Straus , Jacob . (U. Oregon, Eugene.) Maize endosperm tissue grown in vitro. III. Development of a synthetic medium. Amer. Jour. Bot. 47(8) : 641–647. Illus. 1960.—The development of a synthetic medium for the growth of endosperm tissue cultures derived from the maize variety, ‘Black Mexican Sweet,‘ is described. Previously, these tissues required yeast extract, casein hydrolyzate, or tomato juice in the medium in order to grow. The growth-supporting activity of these complexes could be attributed to their organic nitrogen content. The effect of juice extracted from fresh tomatoes is enhanced by autoclaving under acid conditions. Presumably this treatment increases the free amino acid content of the tomato juice. One-dimensional paper chromatograms of tomato juice autoclaved under acid conditions indicated the presence of a large amount of free amino acids. Addition of 1.5 × 10^–2 M asparagine to the basal mineral-sugar-vitamin medium (White's medium plus Nitsch's trace-element solution) resulted in better growth than that supported by yeast extract, tomato juice, or casein hydrolyzate.
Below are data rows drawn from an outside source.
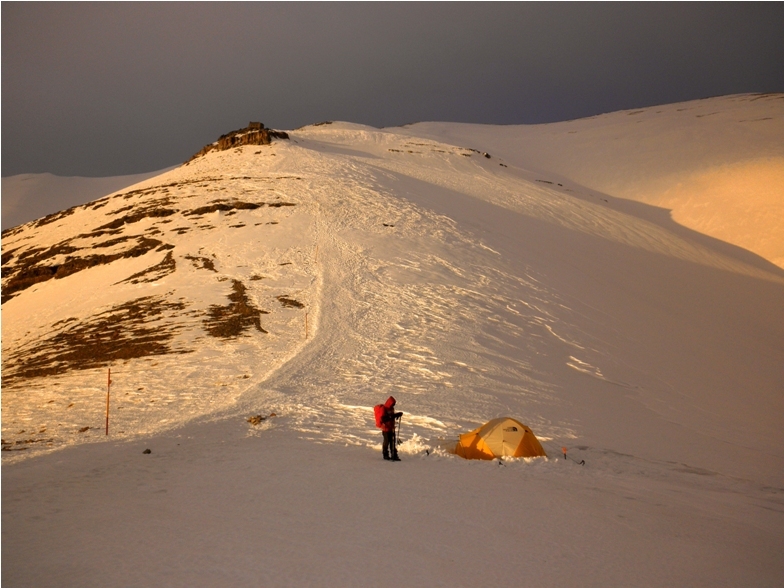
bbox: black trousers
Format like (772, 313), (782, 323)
(381, 431), (397, 457)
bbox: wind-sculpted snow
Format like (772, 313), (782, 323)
(3, 117), (784, 494)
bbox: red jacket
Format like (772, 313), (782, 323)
(381, 396), (396, 432)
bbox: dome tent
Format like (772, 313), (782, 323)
(454, 417), (547, 459)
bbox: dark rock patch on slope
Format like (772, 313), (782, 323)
(3, 296), (191, 386)
(204, 280), (269, 339)
(188, 122), (289, 162)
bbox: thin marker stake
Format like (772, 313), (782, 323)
(106, 368), (112, 436)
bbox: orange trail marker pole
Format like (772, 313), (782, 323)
(106, 368), (112, 435)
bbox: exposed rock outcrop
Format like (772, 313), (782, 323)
(189, 122), (289, 161)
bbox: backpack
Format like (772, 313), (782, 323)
(373, 404), (386, 429)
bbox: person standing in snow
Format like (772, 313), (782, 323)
(375, 396), (403, 461)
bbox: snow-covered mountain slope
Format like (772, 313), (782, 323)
(402, 94), (784, 267)
(2, 116), (784, 486)
(2, 170), (173, 231)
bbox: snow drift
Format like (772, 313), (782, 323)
(2, 97), (784, 585)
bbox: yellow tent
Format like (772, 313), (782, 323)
(454, 417), (547, 459)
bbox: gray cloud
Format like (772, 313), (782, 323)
(2, 2), (784, 176)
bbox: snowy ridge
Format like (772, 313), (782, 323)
(2, 99), (784, 587)
(3, 104), (784, 486)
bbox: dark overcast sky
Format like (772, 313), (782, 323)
(2, 2), (784, 176)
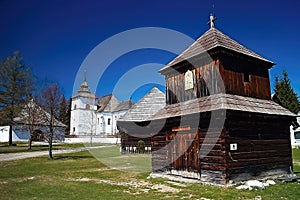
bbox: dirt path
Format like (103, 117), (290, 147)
(0, 146), (111, 162)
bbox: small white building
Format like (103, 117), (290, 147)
(70, 77), (132, 136)
(96, 94), (132, 135)
(70, 76), (99, 135)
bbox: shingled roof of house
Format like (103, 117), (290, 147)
(147, 94), (296, 120)
(118, 87), (166, 121)
(113, 100), (133, 112)
(160, 27), (274, 72)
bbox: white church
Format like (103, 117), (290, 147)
(70, 75), (132, 137)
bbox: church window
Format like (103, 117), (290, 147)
(184, 70), (194, 90)
(244, 72), (250, 83)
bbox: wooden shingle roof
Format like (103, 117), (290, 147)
(118, 87), (166, 121)
(147, 93), (296, 120)
(160, 27), (274, 72)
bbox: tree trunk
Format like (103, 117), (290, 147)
(8, 125), (12, 146)
(27, 134), (32, 150)
(49, 136), (53, 160)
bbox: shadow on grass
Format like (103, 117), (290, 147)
(53, 155), (93, 160)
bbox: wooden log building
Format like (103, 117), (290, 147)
(118, 16), (296, 184)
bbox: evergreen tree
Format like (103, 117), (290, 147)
(0, 52), (33, 145)
(274, 70), (300, 114)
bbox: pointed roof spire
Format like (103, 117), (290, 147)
(83, 69), (86, 82)
(207, 13), (217, 28)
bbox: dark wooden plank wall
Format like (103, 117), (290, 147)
(151, 112), (227, 184)
(219, 63), (271, 100)
(225, 112), (292, 181)
(166, 57), (271, 104)
(166, 61), (224, 104)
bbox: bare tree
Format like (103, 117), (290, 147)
(39, 84), (62, 159)
(20, 97), (43, 149)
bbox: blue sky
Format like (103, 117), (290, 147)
(0, 0), (300, 101)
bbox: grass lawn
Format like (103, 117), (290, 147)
(0, 147), (300, 200)
(0, 142), (100, 154)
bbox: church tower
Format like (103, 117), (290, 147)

Arginine was ineffective. Glutamine, glutamic acid and aspartic acid (all at 1.5 × 10^–2 M) supported appreciable growth of the tissue but none of them were nearly so good as asparagine in this respect. Thus, a medium containing minerals, sugar, vitamins, and asparagine is capable of supporting excellent growth of maize endosperm tissue cultures.